HANA VoraはHadoop向けのインメモリ・コンピューティングのソフトウェアであり、今回のホワイトペーパー公開の目的として3社は、ビッグデータを高度に利用してデジタル変革を推進する企業の支援を挙げている。

SAPはインメモリ・プラットフォームを、MapRはビッグデータの統合データ基盤を、それぞれ提供しており、レノボはSAP HANAアプライアンスの出荷数で高いシェアを持つという。この3社が共同で動作検証を行ない、ビッグデータ利用のリファレンス・アーキテクチャを作成した。

具体的には、SAPのインメモリー・プラットフォームであるSAP HANAおよびHANA Vora、レノボの「Lenovo System x Solutions for SAP HANA」のアプライアンス・モデル、MapRの「MapRコンバージド・データ・プラットフォーム」および「MapR on Lenovo System x for SAP HANA Vora」を組み合わせて動作検証を行い、その結果をホワイトペーパーにまとめ、リファレンス・アーキテクチャとして公開する。

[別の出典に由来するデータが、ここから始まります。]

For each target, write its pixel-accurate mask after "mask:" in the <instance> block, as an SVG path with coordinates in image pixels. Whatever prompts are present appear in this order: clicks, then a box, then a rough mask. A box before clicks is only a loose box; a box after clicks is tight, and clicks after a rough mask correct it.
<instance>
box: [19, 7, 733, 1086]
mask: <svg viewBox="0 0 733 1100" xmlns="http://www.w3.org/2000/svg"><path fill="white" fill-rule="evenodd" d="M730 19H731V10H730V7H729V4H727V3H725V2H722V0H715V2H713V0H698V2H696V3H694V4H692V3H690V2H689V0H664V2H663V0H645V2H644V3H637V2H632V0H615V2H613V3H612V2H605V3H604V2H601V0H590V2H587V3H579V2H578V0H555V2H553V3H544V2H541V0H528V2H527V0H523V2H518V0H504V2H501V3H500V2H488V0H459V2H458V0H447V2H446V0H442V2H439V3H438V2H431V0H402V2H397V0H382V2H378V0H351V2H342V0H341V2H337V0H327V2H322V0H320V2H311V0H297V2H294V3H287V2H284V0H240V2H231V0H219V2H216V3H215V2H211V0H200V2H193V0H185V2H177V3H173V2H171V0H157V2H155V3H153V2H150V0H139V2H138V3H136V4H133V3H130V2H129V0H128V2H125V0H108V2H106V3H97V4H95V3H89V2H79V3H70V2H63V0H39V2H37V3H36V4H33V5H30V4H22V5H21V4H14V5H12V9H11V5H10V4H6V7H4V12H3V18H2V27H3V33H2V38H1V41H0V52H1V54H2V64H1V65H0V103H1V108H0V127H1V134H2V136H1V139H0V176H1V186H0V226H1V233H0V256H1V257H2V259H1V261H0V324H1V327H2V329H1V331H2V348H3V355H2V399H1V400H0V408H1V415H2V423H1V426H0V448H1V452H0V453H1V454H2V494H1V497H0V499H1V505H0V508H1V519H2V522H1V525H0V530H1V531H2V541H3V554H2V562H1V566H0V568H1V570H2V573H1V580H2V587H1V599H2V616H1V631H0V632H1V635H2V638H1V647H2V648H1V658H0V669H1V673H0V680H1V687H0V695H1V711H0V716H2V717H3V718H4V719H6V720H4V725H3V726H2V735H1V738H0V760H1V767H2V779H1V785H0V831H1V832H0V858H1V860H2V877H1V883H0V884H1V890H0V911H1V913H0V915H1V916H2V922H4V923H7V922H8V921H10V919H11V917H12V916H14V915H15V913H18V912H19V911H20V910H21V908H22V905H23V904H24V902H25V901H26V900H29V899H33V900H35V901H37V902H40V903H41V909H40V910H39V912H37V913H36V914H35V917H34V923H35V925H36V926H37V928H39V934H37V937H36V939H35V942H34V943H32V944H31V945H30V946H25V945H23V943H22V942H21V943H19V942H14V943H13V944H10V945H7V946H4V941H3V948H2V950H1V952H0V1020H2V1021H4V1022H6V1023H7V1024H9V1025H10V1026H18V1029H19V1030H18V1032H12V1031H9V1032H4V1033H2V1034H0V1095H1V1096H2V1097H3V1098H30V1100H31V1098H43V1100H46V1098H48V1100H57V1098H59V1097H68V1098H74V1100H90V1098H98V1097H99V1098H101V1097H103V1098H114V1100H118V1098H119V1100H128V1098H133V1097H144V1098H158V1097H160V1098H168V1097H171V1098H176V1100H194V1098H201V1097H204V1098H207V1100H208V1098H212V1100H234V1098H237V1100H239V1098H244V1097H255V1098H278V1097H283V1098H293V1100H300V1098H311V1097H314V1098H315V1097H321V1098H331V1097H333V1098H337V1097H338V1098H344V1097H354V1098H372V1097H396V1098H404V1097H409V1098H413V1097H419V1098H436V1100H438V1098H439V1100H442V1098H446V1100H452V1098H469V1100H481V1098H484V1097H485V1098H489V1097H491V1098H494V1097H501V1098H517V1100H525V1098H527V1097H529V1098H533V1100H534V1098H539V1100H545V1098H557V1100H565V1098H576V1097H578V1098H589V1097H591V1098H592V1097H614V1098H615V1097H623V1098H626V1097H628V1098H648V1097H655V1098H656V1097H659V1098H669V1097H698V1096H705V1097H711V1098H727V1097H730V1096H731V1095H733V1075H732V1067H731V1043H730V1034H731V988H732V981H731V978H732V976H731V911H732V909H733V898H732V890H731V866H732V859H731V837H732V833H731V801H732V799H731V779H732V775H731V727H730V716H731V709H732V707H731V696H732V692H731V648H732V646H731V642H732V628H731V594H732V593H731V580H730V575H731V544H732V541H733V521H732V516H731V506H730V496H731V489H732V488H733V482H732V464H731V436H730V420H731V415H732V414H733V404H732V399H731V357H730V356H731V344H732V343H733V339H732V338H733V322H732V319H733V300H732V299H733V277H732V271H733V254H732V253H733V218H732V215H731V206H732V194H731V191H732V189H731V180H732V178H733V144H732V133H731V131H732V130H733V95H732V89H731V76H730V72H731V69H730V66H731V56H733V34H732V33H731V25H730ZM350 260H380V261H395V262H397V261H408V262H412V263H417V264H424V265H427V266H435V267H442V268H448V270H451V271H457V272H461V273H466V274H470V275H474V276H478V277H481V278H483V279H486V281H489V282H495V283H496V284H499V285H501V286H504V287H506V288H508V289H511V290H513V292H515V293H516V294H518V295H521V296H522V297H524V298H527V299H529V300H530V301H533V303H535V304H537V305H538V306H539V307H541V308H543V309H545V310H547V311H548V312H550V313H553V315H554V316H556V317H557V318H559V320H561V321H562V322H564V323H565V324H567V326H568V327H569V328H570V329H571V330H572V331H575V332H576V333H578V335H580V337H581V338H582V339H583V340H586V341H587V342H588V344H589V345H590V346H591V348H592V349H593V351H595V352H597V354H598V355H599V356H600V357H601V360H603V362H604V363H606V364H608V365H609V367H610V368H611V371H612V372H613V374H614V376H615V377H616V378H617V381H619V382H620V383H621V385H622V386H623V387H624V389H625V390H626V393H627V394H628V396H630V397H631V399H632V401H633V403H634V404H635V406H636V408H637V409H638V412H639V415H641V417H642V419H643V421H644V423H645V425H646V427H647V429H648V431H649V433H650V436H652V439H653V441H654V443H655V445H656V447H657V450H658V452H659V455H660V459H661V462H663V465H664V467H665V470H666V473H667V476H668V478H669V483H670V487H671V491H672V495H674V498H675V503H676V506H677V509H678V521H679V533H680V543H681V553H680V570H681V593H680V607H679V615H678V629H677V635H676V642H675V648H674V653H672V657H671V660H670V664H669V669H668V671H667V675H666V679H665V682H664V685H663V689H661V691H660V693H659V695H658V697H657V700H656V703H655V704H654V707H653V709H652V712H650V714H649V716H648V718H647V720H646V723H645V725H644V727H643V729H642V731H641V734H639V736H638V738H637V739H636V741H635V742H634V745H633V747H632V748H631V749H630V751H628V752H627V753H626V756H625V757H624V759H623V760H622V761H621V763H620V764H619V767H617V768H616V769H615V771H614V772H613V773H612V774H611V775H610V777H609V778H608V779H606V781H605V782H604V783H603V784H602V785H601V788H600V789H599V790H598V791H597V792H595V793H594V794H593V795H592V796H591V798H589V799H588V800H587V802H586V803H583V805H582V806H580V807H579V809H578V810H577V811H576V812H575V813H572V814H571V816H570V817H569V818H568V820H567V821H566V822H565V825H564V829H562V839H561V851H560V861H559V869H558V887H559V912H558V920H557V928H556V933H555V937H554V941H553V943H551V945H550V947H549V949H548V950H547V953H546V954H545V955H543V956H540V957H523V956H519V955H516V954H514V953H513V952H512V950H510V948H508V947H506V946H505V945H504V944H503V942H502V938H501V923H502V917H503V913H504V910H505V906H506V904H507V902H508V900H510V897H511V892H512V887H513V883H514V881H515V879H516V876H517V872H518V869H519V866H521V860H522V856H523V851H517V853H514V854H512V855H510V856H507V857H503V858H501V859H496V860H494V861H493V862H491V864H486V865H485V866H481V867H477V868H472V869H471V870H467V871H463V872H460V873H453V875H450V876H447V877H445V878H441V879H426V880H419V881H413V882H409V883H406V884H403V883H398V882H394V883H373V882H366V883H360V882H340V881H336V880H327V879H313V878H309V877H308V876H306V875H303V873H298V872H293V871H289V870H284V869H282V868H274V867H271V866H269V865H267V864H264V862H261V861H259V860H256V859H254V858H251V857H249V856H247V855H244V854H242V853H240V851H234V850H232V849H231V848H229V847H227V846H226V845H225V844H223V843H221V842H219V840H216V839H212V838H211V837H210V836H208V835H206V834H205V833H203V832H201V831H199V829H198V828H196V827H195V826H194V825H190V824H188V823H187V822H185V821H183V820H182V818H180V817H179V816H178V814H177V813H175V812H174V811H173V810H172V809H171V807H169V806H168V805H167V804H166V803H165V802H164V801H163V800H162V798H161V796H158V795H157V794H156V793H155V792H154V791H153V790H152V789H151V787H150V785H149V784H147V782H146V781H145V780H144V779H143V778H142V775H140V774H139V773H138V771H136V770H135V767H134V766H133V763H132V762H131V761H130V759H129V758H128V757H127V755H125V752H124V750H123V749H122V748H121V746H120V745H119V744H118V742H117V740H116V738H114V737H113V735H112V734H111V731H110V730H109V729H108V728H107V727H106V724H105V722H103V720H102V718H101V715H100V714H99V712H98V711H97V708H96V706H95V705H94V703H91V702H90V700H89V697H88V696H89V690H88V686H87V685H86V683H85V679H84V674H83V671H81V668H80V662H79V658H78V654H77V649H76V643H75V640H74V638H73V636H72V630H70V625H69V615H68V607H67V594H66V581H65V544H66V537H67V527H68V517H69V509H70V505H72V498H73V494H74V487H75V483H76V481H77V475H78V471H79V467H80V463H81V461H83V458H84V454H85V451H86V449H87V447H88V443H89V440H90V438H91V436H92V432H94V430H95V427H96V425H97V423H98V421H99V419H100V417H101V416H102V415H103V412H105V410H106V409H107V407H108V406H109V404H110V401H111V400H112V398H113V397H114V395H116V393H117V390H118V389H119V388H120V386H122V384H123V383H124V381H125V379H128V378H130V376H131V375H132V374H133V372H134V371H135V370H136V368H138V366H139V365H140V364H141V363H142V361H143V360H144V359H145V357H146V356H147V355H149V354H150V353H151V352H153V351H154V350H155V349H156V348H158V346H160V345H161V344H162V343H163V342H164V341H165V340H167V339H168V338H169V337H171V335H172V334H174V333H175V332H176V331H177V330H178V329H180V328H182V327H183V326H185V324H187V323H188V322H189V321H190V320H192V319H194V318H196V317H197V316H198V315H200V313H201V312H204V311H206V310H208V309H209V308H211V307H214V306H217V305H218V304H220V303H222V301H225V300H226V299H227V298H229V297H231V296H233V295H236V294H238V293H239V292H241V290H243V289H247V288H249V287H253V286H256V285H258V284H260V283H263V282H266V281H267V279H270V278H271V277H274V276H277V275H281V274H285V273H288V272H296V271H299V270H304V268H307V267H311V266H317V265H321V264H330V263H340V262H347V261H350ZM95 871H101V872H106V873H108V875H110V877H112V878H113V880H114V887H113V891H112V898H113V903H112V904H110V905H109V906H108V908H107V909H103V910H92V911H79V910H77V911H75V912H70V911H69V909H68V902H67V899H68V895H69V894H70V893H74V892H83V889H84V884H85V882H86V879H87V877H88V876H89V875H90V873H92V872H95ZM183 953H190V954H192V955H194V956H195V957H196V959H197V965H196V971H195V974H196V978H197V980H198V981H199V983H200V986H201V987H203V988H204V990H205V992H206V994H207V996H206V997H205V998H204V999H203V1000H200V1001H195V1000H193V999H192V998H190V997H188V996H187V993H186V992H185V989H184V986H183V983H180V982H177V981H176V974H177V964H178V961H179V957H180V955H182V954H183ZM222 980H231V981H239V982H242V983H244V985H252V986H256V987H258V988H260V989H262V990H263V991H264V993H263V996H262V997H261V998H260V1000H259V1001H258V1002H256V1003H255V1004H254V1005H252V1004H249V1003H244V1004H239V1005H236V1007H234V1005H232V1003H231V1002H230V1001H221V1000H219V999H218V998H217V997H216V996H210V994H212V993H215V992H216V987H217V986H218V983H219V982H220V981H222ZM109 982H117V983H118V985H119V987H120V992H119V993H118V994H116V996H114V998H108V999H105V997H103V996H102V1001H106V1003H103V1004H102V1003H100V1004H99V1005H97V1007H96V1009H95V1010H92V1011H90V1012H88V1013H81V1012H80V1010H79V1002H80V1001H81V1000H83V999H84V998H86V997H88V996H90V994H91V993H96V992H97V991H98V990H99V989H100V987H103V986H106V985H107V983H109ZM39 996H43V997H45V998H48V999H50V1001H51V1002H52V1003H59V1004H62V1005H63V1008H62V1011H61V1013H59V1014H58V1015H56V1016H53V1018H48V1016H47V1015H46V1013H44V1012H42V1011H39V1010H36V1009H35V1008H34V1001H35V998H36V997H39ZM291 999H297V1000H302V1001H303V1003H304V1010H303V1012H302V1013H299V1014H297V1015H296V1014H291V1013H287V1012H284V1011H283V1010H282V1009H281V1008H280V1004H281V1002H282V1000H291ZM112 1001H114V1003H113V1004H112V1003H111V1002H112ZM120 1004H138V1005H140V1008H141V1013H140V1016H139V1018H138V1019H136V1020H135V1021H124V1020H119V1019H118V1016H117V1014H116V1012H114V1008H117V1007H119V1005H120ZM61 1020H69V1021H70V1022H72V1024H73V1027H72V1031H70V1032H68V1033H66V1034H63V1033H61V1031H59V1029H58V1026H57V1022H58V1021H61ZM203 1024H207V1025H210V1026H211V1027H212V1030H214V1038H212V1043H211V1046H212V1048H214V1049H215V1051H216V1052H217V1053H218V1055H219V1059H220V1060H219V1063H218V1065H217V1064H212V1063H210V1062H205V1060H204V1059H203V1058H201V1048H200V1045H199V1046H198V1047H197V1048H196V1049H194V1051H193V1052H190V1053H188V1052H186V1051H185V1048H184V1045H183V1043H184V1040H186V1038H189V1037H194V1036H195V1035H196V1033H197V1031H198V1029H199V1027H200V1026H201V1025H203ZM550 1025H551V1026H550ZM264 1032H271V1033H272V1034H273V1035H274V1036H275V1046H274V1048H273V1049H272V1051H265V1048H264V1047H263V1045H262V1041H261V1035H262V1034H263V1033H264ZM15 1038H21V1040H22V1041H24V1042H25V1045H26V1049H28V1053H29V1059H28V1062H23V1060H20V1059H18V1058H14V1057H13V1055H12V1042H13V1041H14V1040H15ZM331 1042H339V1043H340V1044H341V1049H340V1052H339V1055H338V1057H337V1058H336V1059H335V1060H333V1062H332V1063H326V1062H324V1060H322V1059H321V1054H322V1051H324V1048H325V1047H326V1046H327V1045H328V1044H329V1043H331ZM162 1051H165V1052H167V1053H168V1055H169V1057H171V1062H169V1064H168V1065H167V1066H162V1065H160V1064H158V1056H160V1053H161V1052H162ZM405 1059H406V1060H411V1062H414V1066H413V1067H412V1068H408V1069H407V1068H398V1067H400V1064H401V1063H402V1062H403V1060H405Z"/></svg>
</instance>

検証済みのベスト・プラクティスとしてホワイトペーパーにまとめているため、導入プロジェクト時に参照することで、プロジェクト期間の短縮や品質向上に貢献するという。

MapRは、エンタープライズ・ストレージの機能を持ち、かつ単一障害点やパフォーマンスボトルネックの問題を根本から解決したHadoopおよびSparkの機能を提供する。SAP HANAやSAP HANA Voraのデータ基盤として、ミッションクリティカルな利用に完全に対応でき、安心して利用可能なデータ基盤とのこと。

企業は、SAP HANA Voraの利用により、SAP HANA上に蓄積したビジネス・データと共に、MapRが提供するコンバージド・プラットフォームに保存したビッグデータを、マッシュアップして分析できるようになるという。インメモリ/ビッグデータ間でデータ移動を行う必要がなく、各プラットフォーム上で高度な分析が可能になるとしている。